I also started to put a little more effort into my bases, though more could certainly have been done with these guys.
Angels Beget Angels
The most important aspect of my Dark Angels was ADVICE. I actively sought comments on people more than ever before, rather than steaming ahead! I would paint prototypes and ask for feedback. Importantly I would listen, not take offence, learn re-paint and repeat till happy.
I also started to thin my paints a lot more. I've never got on with a wet pallet if I'm honest. So I started to load my brush with water and wipe off excess on my thigh but leave enough on to keep the paint moist. Not overloading the brush was important here and also keeping myself conscious of the paint drying. This meant painting for 2-5 minutes, washing the brush, straightening the hairs, reapplying water, wiping, reapplying paint.

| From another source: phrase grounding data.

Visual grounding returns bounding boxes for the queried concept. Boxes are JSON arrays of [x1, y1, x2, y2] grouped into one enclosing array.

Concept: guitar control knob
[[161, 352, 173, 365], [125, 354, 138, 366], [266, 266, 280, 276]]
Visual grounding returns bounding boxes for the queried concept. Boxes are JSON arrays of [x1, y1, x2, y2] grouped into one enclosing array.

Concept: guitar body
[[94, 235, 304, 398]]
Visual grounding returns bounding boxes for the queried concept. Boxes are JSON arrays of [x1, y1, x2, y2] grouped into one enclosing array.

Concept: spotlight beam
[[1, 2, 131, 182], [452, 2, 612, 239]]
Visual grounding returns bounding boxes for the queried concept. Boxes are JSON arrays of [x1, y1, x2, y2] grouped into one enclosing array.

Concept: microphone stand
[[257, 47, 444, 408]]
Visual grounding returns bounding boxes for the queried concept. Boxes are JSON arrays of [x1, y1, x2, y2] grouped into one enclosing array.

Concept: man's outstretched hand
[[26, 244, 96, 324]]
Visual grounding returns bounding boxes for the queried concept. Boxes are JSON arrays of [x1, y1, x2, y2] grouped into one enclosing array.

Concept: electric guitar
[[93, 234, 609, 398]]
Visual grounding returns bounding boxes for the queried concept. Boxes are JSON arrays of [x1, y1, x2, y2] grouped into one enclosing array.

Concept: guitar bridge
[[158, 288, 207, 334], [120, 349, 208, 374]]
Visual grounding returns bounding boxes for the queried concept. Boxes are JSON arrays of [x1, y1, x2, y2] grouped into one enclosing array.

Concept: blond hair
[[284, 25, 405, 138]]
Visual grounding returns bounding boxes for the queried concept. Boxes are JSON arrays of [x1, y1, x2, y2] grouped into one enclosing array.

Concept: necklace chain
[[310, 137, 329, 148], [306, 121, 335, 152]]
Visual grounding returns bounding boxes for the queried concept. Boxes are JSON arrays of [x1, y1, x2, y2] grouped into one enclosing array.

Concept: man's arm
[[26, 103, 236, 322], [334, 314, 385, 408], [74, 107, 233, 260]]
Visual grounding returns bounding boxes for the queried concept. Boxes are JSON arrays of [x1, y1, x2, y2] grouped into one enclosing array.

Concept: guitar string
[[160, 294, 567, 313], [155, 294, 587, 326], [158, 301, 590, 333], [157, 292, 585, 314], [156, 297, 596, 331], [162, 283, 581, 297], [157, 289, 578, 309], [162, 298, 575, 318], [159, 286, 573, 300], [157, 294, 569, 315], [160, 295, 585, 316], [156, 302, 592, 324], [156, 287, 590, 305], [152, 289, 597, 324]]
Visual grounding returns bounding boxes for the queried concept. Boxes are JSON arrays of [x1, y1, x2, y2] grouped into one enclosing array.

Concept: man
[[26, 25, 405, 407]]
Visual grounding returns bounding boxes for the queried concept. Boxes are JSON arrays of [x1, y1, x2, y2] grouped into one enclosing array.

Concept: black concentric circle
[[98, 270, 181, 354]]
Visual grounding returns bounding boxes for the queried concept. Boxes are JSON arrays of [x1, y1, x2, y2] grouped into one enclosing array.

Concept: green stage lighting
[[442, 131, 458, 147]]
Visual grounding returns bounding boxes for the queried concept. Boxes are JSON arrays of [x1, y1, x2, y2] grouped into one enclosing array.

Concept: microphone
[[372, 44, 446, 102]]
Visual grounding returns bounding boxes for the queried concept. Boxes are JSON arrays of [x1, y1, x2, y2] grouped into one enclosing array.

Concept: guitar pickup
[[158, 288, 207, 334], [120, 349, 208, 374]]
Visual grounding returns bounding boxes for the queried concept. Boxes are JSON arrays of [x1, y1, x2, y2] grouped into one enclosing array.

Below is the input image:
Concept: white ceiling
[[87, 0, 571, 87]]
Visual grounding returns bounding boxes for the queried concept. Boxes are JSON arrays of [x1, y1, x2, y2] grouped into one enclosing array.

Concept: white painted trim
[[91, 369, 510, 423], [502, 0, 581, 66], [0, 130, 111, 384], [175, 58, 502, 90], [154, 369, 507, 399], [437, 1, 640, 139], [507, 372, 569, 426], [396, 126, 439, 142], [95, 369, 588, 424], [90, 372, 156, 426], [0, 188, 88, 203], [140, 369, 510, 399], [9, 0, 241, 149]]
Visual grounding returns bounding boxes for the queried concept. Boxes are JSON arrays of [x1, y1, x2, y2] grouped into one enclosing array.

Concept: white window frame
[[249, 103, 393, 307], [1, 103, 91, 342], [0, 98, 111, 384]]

I also started to buy none GW brushes and clean my brushes with actual brush cleaner. A bad worksman blames he tools as tools are only useless if you don't look after them!
The New Age
After my Dark Angels had begun I felt a new lease of life in painting and I decided to really try something radical for me. I decided to re-visit using washes as a means of colouring a miniature. Again I did my reading and Zenithal Undercoats seemed to be the way to go with this. I also decided to extend my OSL practise to normal shading. This meant using dry brushing to blend normal colours, rather than just for the vibrant glow. Again testing colours and feedback helped immensely.
Crucially I also washed over the model once all of the dry brush work was done. This lead to the colours TYING together and achieving a well blended look, despite just being dry brushed on. Online guides to dry brush blending were invaluable here. I would cut out plasticard and spray paint them like a model and try to blend from one end to the other to get the technique down.
As well as painting, my mechanicum were the first time I put a lot of thought and effort into my bases, and I think the impact they have on the model really does speak for itself.
It might not look it, but all of the above models were painted with the techniques highlighted in the firs paragraph of this section. The Alpha Legion and Legion of the Damned have some additional line highlighting done and some sponge weathering on the Alpha Legion but the basic shape is washes and dry brushing.
I hope that a very brief flit through my painting past with 40k has helped energise your own enthusiasm for developing your talent. I don't think its a far stretch to to say that anyone can be a good painter. It just requires you to want to be a better painter and accept that it takes time and practise. You don't have to be a Rembrandt to get good results. Dry brushing is by far my most used and favourite technique, don't let anyone tell you that you SHOULD do it one way.
Experiment and find out what you like and see what works for you. I hope this has been helpful!
PS - I used to be super super bad at painting even before I started 40k, back when I was playing Inquisitor, sadly no pictures now survive of that time - phew!